Pendant quelques jours, le régime de Kinshasa espère retourner la SADC avec l’aide de Cyril Ramaphosa. Certes, le président sud-africain est moins pro-Kabila que son prédécesseur. Mais comme Jacob Zuma, il ne néglige pas le partenariat qui a été signé en 2013, sous la présidence Kabila, en vue de l’exploitation du futur mégabarrage Inga 3, sur le fleuve Congo. L’Afrique du Sud pourrait récupérer 2 500 des 4 800 MWh produits par l’ouvrage… De fait, le 14 janvier, par la voix du ministre zambien des Affaires étrangères, la SADC fait machine arrière. Un recomptage ? « Il devrait être laissé à l’appréciation des procédures souveraines internes à la RDC. » Le 17 janvier au matin, lors d’une réunion préliminaire à Addis-Abeba en présence de Ramaphosa, la SADC se montre encore très accommodante envers Kabila.

Remontée de l’étoile Fayulu

C’est le soir même que tout bascule. Lors d’un huis clos entre une dizaine de chefs d’État et de gouvernement de l’UA, tous les participants s’accordent à dire que les résultats provisoires proclamés par la Ceni ne sont pas exacts et que le véritable vainqueur est Martin Fayulu. Ils demandent – un fait sans précédent à notre connaissance – « la suspension de la proclamation des résultats définitifs des élections ».

Aussitôt, les dirigeants présents décident d’envoyer une délégation à Kinshasa pour le 21 janvier avec, entre autres, le Rwandais Paul Kagame, président en exercice de l’UA, le Sud-Africain Cyril Ramaphosa et Moussa Faki Mahamat. Selon un participant au huis clos d’Addis-Abeba, cette délégation devrait placer Joseph Kabila devant un choix implacable : soit il laisse la Ceni proclamer la victoire de Martin Fayulu, soit il cède la place à un pouvoir intérimaire qui organise une nouvelle élection inclusive, autrement dit un scrutin où seraient autorisés à concourir les opposants en exil… tel Moïse Katumbi.


>>> À LIRE : Présidentielle en RDC : la Cour constitutionnelle confirme la victoire de Félix Tshisekedi


Exit le scénario Tshisekedi ? Pas sûr, mais l’étoile Fayulu remonte en force. Lors du huis clos, un chef d’État a dénoncé le « scandale » des élections congolaises. De bonne source, les participants, dans leur majorité, se sont montrés très durs vis-à-vis du président congolais tout au long de la réunion. L’Angolais João Lourenço était sans doute le plus sévère.

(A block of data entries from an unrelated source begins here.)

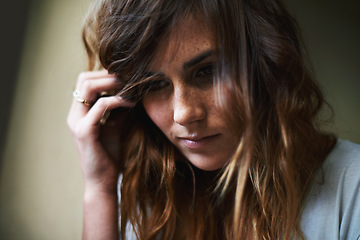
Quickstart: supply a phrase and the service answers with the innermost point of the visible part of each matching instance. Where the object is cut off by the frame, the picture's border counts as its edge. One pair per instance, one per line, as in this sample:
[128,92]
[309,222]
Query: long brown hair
[275,106]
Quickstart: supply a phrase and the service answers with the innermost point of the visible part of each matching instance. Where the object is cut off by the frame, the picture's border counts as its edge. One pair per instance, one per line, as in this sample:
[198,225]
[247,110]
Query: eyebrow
[198,59]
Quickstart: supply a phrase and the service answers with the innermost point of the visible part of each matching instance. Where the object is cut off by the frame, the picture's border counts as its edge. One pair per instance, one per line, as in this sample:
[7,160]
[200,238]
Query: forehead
[188,37]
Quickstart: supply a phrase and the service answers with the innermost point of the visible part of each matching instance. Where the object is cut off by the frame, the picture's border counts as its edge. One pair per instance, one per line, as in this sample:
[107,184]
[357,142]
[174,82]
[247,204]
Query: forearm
[100,215]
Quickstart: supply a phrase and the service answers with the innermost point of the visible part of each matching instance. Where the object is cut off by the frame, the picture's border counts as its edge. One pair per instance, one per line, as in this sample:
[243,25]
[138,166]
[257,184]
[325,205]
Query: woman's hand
[99,148]
[98,145]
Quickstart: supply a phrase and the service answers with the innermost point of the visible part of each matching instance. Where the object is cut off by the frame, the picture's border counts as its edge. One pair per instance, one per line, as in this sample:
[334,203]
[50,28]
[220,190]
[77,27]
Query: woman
[214,131]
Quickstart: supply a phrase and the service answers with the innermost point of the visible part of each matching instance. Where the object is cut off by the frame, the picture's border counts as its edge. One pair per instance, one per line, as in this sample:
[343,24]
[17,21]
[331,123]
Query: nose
[188,106]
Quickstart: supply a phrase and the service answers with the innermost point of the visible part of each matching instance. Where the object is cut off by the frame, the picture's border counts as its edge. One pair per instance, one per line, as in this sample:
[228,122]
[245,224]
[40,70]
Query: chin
[207,165]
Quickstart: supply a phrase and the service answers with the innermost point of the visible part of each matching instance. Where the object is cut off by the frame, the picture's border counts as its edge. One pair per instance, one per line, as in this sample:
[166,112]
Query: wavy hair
[275,103]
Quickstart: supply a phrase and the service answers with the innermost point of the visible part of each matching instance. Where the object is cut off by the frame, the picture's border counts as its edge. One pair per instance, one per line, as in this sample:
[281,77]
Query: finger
[104,104]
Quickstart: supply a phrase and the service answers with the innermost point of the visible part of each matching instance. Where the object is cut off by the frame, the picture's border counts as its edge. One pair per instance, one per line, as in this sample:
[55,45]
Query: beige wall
[40,181]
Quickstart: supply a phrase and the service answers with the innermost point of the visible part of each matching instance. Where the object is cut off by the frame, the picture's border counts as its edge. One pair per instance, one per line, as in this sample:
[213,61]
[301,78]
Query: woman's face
[181,99]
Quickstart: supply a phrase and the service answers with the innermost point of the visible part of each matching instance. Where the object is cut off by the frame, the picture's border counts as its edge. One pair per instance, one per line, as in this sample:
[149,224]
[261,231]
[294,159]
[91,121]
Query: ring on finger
[76,95]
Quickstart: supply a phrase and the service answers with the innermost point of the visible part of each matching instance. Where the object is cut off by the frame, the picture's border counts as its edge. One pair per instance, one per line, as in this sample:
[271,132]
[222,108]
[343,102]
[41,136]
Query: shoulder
[332,207]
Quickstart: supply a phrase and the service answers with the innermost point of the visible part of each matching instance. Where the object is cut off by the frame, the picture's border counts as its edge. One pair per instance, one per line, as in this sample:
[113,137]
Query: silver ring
[76,95]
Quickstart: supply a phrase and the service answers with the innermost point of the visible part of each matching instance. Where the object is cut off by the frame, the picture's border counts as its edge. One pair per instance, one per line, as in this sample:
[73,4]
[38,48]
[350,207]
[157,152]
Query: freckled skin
[185,107]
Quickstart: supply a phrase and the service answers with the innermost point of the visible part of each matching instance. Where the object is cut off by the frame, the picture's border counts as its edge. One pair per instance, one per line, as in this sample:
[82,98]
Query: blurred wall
[40,179]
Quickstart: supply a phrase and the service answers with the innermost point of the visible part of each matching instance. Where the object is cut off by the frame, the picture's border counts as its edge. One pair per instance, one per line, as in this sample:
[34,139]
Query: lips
[199,142]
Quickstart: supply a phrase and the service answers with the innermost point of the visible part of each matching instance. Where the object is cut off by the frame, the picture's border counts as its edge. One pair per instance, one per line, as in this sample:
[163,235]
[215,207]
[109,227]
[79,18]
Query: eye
[205,72]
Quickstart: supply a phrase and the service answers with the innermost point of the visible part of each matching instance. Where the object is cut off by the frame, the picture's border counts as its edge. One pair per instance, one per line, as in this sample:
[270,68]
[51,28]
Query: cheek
[158,113]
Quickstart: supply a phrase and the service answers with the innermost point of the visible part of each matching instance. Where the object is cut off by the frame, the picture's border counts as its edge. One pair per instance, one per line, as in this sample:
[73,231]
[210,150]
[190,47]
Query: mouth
[199,142]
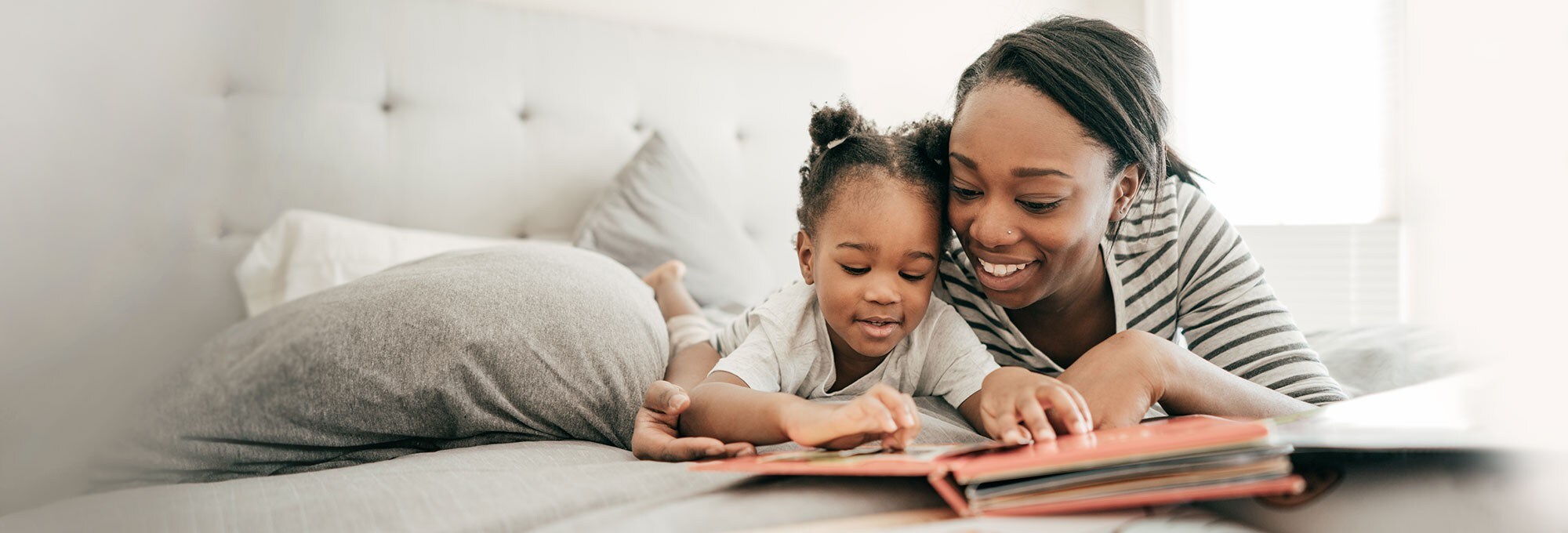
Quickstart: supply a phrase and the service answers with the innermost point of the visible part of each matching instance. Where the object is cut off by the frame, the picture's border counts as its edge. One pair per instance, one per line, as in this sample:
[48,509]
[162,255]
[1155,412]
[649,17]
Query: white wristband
[688,332]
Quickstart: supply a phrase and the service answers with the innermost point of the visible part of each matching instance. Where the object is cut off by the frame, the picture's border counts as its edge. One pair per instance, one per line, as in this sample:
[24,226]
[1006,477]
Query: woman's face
[1031,195]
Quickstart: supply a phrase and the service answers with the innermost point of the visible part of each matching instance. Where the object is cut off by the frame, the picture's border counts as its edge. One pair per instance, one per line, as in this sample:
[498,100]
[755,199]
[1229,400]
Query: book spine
[949,491]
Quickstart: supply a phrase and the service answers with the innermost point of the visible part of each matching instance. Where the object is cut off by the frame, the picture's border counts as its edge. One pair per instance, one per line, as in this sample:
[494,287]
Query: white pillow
[308,252]
[658,211]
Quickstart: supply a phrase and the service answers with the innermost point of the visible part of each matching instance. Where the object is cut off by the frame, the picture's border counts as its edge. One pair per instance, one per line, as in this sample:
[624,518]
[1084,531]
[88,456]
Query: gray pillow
[658,211]
[524,343]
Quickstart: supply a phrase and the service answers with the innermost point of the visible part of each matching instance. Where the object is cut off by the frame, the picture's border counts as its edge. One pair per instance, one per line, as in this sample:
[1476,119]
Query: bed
[454,117]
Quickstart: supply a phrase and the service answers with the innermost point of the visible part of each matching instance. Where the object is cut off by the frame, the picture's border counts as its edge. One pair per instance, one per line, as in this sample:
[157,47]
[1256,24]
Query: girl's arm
[725,408]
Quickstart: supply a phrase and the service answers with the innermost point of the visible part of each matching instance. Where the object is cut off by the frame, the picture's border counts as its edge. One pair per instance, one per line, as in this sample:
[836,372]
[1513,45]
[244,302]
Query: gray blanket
[528,343]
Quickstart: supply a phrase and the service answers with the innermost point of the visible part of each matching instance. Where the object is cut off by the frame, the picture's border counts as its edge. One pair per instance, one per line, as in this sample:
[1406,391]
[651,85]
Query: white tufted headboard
[158,139]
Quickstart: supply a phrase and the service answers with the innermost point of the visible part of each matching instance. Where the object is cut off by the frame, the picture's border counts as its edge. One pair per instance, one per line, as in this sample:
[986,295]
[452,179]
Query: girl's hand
[882,413]
[1044,405]
[1123,377]
[655,435]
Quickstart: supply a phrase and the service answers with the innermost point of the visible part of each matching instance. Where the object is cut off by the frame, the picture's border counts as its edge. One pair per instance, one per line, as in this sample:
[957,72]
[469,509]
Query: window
[1287,106]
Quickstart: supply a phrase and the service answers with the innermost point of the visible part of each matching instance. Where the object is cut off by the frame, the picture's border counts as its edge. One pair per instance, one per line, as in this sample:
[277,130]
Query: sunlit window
[1285,106]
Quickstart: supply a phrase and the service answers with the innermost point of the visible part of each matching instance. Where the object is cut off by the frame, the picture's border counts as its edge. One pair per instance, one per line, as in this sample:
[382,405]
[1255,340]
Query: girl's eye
[1039,208]
[965,194]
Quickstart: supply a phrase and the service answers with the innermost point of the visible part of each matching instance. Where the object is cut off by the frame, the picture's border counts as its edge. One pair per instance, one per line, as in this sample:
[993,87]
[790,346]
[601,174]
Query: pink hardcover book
[1156,463]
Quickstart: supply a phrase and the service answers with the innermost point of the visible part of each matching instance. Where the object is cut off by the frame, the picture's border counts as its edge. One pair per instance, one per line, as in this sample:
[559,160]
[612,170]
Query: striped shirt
[1178,270]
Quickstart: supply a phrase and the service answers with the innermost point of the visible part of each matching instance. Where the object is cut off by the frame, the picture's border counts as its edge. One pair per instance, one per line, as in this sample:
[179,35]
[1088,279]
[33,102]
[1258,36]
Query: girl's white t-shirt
[783,346]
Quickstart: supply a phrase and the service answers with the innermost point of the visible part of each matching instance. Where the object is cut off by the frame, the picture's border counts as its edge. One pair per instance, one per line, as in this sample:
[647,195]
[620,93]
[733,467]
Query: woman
[1073,259]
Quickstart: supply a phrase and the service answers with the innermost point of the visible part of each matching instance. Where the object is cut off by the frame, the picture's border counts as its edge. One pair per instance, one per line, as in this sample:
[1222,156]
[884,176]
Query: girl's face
[1029,195]
[873,263]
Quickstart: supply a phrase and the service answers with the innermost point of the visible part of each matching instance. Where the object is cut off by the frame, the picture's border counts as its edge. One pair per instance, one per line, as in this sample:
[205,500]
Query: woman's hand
[880,415]
[655,435]
[1018,407]
[1123,377]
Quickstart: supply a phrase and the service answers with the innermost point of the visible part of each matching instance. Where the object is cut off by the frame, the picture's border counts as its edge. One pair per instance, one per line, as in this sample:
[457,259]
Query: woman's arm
[1125,375]
[1017,405]
[1235,324]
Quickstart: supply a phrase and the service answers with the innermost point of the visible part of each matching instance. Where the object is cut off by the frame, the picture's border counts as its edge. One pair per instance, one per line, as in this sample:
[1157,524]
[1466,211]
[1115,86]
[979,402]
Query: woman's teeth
[1001,270]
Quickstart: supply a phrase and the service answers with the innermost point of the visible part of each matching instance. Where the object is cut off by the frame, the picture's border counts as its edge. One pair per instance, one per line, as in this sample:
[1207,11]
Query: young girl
[862,322]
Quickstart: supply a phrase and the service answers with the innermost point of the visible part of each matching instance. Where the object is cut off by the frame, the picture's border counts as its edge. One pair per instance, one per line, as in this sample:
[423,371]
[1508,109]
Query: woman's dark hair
[848,148]
[1102,76]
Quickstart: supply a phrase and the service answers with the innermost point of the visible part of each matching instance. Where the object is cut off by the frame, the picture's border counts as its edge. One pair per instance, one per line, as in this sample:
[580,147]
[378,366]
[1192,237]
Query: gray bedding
[562,485]
[457,350]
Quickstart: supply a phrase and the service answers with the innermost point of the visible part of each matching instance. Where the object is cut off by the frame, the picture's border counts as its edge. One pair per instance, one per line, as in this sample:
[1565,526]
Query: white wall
[904,57]
[1486,153]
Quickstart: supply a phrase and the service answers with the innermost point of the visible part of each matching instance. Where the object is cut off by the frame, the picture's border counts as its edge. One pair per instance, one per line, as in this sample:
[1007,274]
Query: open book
[1156,463]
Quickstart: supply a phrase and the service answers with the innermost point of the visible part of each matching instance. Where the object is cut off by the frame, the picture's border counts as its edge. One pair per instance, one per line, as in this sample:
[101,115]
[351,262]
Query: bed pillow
[658,211]
[526,343]
[308,252]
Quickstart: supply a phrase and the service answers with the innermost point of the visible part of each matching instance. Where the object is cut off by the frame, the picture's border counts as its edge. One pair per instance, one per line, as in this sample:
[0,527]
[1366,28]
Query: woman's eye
[1039,208]
[965,194]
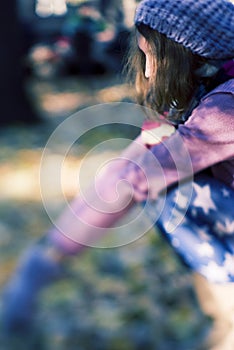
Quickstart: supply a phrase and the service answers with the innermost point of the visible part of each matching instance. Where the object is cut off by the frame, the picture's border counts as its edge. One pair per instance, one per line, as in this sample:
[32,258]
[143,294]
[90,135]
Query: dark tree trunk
[14,104]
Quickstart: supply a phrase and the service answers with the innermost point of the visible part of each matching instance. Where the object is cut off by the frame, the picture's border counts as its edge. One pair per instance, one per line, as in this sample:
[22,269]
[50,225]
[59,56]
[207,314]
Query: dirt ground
[138,296]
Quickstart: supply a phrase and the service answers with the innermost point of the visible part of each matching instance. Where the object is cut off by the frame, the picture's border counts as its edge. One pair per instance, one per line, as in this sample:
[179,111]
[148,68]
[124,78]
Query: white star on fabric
[203,199]
[205,249]
[229,263]
[203,235]
[194,212]
[180,200]
[226,228]
[215,273]
[225,192]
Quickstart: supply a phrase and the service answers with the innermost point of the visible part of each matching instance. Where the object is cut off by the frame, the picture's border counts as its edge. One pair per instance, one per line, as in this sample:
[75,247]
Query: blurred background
[58,57]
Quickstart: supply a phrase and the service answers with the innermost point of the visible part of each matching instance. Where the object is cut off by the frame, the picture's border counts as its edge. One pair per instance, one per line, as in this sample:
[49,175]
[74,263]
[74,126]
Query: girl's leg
[39,266]
[217,302]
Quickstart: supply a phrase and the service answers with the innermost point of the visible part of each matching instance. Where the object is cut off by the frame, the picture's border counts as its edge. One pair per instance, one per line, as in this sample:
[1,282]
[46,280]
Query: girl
[182,67]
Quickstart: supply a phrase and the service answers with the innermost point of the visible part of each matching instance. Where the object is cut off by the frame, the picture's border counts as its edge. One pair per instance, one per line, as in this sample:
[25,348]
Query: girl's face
[144,47]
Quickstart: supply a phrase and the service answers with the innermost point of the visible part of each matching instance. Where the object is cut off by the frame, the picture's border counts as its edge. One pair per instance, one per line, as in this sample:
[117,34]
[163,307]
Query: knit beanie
[206,27]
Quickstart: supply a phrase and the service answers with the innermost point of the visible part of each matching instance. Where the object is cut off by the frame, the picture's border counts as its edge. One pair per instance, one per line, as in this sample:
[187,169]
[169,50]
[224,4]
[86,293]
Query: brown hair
[174,80]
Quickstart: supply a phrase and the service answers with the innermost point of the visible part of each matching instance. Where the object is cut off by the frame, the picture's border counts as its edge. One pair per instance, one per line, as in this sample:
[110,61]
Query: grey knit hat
[206,27]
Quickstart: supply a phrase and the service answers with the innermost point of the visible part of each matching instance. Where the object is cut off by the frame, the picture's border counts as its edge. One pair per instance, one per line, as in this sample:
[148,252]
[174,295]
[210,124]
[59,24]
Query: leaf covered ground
[138,296]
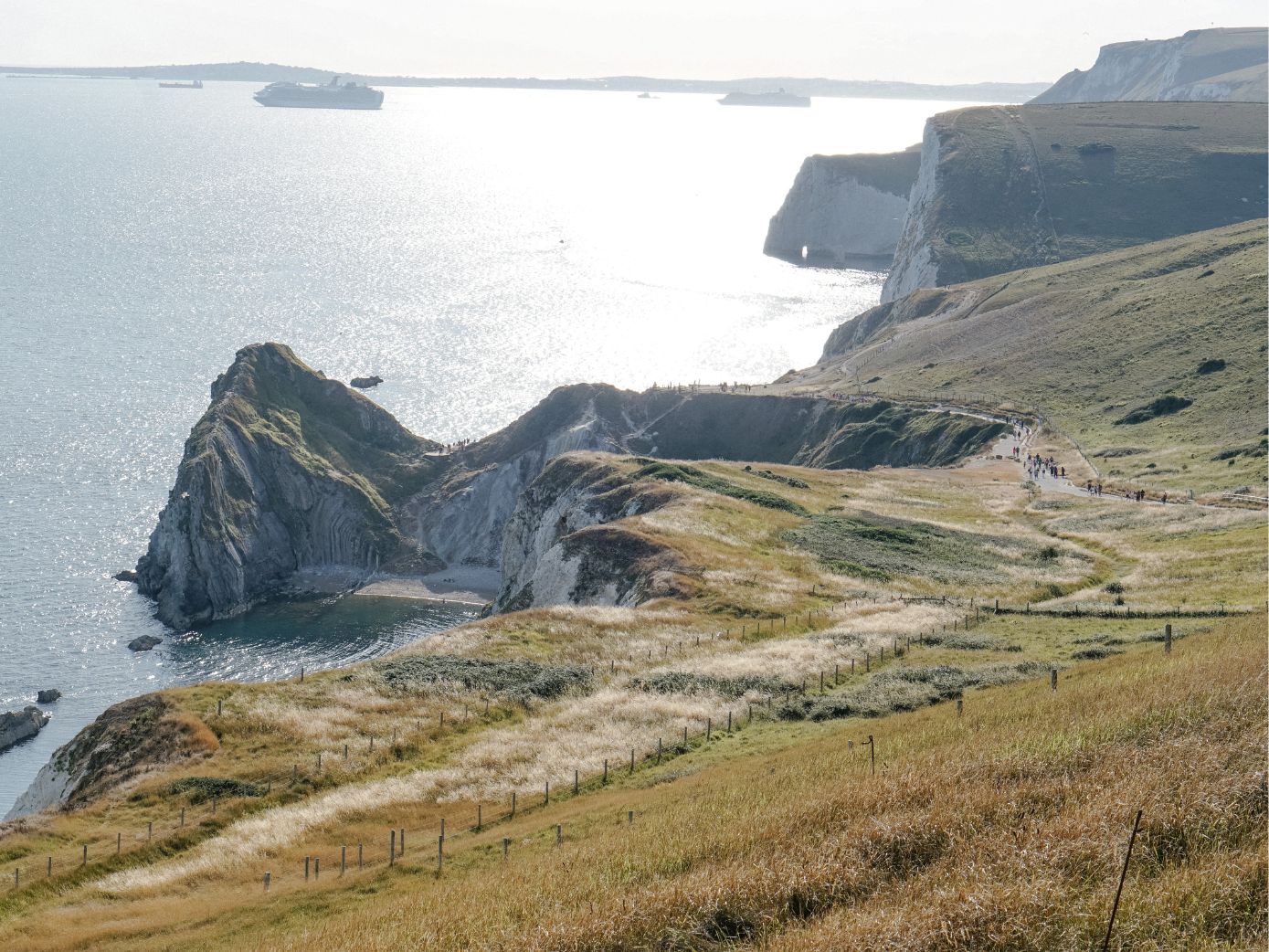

L’Ougandais Yoweri Museveni a montré des vidéos de massacres, tournées selon lui dans l’est de la RDC. Proche de l’opposant en exil Moïse Katumbi, Edgar Lungu était sur la même ligne. Le Tchadien Idriss Déby Itno et le Guinéen Alpha Condé n’étaient pas moins fermes. Le plus réticent était le Sud-Africain Cyril Ramaphosa, mais, face à l’unanimité des autres chefs d’État, il n’a pas pu résister, cette fois.